Washington University Jurisprudence Review

Abstract

Complex algorithms determine users’ search results and the content of their social media accounts. These algorithms often use machine learning and artificial intelligence, making it impossible to predict their output. Increasingly, these algorithms have been employed to personalize users’ online experiences. Google and Facebook use these algorithms to analyze users’ likes, clicks, search history, location, and other information to determine which articles, websites, and posts to include in search results and newsfeeds. Often users are completely unaware of the algorithms operating beneath the surface, controlling the information they receive. This lack of transparency makes it difficult for users to access the unbiased information necessary to make decisions, which is a key requirement for effective self-government. As web personalization becomes more prominent, it will challenge one of the fundamental basis of our democratic society; the access to unbiased information. By creating online echo chambers that present users with information that confirm their beliefs, theories, and biases, personalization stifles open discussion and debate. We need to balance Google’s and Facebook’s rights to free speech with access to diverse and contradictory information.

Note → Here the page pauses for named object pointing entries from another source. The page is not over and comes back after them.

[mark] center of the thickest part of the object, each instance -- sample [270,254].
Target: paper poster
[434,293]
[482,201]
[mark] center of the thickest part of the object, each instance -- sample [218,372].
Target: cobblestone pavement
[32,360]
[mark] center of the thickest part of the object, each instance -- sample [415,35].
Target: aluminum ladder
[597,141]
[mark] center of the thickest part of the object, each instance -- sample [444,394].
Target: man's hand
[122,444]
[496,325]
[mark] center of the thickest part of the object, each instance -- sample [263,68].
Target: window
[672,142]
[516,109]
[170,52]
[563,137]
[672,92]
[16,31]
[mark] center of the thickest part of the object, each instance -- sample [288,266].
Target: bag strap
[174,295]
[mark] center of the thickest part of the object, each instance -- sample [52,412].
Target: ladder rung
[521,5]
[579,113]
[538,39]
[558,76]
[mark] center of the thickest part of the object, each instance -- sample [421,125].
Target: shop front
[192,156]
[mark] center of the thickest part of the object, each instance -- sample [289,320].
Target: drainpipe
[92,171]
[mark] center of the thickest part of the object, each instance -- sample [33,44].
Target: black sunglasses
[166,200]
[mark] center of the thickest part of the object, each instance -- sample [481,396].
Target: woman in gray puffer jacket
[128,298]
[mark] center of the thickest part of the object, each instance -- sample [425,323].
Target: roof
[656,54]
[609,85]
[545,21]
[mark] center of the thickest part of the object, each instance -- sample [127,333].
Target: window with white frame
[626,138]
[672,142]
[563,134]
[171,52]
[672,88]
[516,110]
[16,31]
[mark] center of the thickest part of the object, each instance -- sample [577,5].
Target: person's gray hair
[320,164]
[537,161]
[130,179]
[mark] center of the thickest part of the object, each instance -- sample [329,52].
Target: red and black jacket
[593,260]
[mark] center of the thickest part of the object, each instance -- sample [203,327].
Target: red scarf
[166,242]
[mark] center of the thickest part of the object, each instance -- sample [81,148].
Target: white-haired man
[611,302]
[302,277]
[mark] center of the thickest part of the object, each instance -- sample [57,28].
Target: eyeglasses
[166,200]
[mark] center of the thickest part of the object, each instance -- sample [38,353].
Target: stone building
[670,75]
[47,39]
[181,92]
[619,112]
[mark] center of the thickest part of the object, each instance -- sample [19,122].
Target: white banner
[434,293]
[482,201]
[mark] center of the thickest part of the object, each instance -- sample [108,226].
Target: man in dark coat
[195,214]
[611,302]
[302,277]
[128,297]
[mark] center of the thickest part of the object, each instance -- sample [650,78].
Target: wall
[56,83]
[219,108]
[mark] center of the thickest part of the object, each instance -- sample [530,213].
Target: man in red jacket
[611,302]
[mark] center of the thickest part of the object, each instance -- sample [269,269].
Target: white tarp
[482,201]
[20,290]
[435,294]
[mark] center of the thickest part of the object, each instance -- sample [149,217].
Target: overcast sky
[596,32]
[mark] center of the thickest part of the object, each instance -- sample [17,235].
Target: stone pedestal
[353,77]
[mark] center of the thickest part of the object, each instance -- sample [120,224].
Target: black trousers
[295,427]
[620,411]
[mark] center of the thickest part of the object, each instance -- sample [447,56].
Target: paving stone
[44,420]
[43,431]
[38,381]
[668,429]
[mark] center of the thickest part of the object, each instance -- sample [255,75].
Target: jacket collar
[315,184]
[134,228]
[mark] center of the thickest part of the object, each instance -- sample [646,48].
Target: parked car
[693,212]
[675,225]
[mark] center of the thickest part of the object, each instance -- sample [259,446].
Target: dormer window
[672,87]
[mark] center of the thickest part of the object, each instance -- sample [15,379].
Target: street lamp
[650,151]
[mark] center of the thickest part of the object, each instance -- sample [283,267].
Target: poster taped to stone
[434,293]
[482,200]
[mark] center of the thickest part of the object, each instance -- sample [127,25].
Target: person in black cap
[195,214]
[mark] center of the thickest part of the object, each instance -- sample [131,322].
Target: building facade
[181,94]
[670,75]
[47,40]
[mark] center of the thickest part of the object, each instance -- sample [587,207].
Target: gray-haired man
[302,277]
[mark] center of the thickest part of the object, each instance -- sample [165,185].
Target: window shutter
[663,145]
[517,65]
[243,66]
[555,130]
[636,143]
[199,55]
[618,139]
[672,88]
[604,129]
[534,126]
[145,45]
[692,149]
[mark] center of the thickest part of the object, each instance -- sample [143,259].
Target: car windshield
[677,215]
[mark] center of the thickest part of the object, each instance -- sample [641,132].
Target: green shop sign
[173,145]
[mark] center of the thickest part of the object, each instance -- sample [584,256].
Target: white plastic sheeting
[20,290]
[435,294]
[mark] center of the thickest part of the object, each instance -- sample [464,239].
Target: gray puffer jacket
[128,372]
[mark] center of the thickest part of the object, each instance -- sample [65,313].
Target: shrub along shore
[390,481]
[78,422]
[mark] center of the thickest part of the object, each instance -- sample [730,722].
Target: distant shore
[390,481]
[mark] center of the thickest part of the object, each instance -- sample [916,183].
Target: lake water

In stark contrast to the dystopias imagined by Orwell and Huxley, it is not the government that threatens our individual rights via control, surveillance, and censorship, but private corporations, which are not bound by the First Amendment. Although the First Amendment does not prevent corporations from stifling speech, the rights and values promoted by the First Amendment should be the starting point of our analysis. Online personalization threatens our freedom of expression, which is critical to democratic debate and innovation.